Allah “bir göğüste iki kalp yaratmadım” buyurarak, ikiyüzlülüğün fıtri olmadığını bize hatırlatır ama biz maşallah bir yürekte sayısız muhabbetlerle düşmanlıkları aynı anda barındırmışız. Hakikaten bir gazel mevsimi, bir bağ bozumu yaşıyoruz. Asırlarca Hz. İsa'yı beklemiş sonra da arzu ettikleri gibi çıkmayınca onu asmaya çalışan ferisiler ve yazıcılar gibi azgınca birbirimizi tiftikliyoruz.
Kimse kusura bakmasın, geçmişin hiçbir siyasi duruşuna, görüntüsüne, tevazusuna, fedakârlığına, namusluluğuna, ahlakına inanasım, kalmadı.
Hiç birimizin hali de ‘din kardeşliğini' yansıtmıyor. Artık kimin doğru kimin yalan söylediği de pek önemli değil. Çünkü hiç birimizin hali, davranışı ve ötekine karşı tutumu, milli değil, dini değil, vicdani değil. İslam kardeşliğinden de devlet bilincinden de hamiyetten de uzaktır. Hiç birimizin, İslam'ı, üçüncü şahıslar nezdinde temsile liyakati kalmamıştır. Yazık!
“Bu ümmetten cacık bile olmaz” dedirttiniz. Biri ötekinin hırsızlığını, diğeri berikinin hainliğini kanıtlamaya çalışan iki yaka olmuşuz. O yüzden iki yakamız bir araya gelmiyor ve o yüzden, masum ve muhlis müminler, hayret makamının bütün perdelerini yaşıyorlar.
Benim vicdanım, tüm kanıtlarına rağmen, Emevilerin, hutbelerde Hz. Ali'ye ve evladına küfür ve hakaret yağdırabileceğini kabul etmiyordu. Demek olabilirmiş. Bilfiil gördüm ve anladım. Ehlibeyt de Emevilerin ‘Allah bir' demelerine bile inanmıyor ve onları hırsızlık ve ‘ilhad' ile suçluyordu. Ona da inanmıyordum kanıtlarına rağmen, ‘demek ki olmuş' diyorum bugün.

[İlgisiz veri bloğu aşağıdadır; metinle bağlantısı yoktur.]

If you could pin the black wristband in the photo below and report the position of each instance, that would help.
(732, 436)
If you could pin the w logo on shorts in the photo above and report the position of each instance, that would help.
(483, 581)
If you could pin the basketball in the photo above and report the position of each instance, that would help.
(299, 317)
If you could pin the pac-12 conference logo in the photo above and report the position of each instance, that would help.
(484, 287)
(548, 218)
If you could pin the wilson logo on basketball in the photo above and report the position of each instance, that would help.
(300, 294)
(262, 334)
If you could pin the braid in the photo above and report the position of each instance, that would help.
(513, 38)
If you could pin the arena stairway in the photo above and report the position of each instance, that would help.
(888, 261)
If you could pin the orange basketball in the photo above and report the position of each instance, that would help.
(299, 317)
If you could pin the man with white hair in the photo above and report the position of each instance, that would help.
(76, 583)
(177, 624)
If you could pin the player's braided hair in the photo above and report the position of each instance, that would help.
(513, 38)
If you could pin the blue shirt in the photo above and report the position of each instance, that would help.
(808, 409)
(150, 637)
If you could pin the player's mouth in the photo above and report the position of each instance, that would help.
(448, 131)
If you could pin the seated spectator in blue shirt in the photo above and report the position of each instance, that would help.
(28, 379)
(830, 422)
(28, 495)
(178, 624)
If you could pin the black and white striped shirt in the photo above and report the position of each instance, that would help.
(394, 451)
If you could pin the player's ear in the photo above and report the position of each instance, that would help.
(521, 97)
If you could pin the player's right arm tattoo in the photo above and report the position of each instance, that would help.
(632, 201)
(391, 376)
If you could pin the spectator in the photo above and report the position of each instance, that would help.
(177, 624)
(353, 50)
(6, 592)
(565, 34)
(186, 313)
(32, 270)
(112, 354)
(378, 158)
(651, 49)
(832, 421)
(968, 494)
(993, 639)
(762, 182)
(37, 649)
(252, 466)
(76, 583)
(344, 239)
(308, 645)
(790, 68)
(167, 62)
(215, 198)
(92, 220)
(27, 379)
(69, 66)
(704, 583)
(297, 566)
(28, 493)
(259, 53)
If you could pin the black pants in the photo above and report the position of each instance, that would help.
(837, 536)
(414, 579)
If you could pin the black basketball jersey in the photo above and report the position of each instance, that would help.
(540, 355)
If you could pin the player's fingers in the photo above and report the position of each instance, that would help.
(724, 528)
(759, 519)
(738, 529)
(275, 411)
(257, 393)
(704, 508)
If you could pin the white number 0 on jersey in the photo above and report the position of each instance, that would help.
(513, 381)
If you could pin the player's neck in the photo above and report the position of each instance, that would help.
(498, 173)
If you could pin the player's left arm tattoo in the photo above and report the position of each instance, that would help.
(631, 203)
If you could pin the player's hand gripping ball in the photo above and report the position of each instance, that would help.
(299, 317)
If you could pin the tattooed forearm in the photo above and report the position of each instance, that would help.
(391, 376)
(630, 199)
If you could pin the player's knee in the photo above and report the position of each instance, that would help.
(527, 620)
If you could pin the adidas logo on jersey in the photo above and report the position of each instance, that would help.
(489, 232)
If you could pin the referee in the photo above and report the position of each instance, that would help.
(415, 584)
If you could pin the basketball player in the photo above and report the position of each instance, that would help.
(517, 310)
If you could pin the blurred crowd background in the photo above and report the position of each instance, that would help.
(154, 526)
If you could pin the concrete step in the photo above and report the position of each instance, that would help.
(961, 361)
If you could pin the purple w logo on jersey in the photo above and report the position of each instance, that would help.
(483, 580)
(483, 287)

Şu olaylar, hepimize gösterdi ki Yusuf'u kuyuya atmak sadece bir tarihi hadise değildir. Her dem ve her zeminde yaşanılabiliyormuş. Türlü türlü yalan, sahte belge kullanmaktan da çekinilmeden…
Nitekim tarihteki ilk uydurma ‘ıslak imzalı belge' de kardeşler kavgasındaki bir kavgada kullanılmış. Yusuf'u kurdun yediğini gösteren, yalancı bir kanla bulanmış gömlek o belgedir. Kıskançlık hırsıyla kuyuya attıkları kardeşlerinin gömleğini, ‘yalan' bir kan ile boyayıp babalarına gösterdiklerinde Hz. Yakub'un söyleyebilecek bir şeyi kalmamıştı ama işin aslı öyle değildi. Ne var ki kısa vade için yalanlarını hak gösterebilmişlerdi. Bendeniz o sebeple bugünlerde ortada uçuşan ‘kanlı gömleklere' (ses kayıtları yahut belgeler) itibar etmek istemiyorum. Onların hangi “cürmü” kapatmaya yönelik olduğunu, zaman gösterecek. Ne demişti Hz. Yakub o kanlı gömlek karşısında?
-“Fe sabrun cemil!”
Evet, sabr-ı cemil ile bekleyeceğiz. Belki Allah, tüm beklentilerimizi tahakkuk ettirecek yeni birini çıkarıp getirecek. Tıpkı Hz. Yakup'un dediği gibi; bakarsınız Allah bütün kaybettiklerimizin -itibarımızı, iktidarımızı, izzetimizi, savletimizi, ihtişamımızı ve adaletimizi- yeniden bize iade eder. Belki de desti kudret, zemini, yeni sahibi için temizleyip hazırlıyor. Bize düşen akıbeti gözlemlemek!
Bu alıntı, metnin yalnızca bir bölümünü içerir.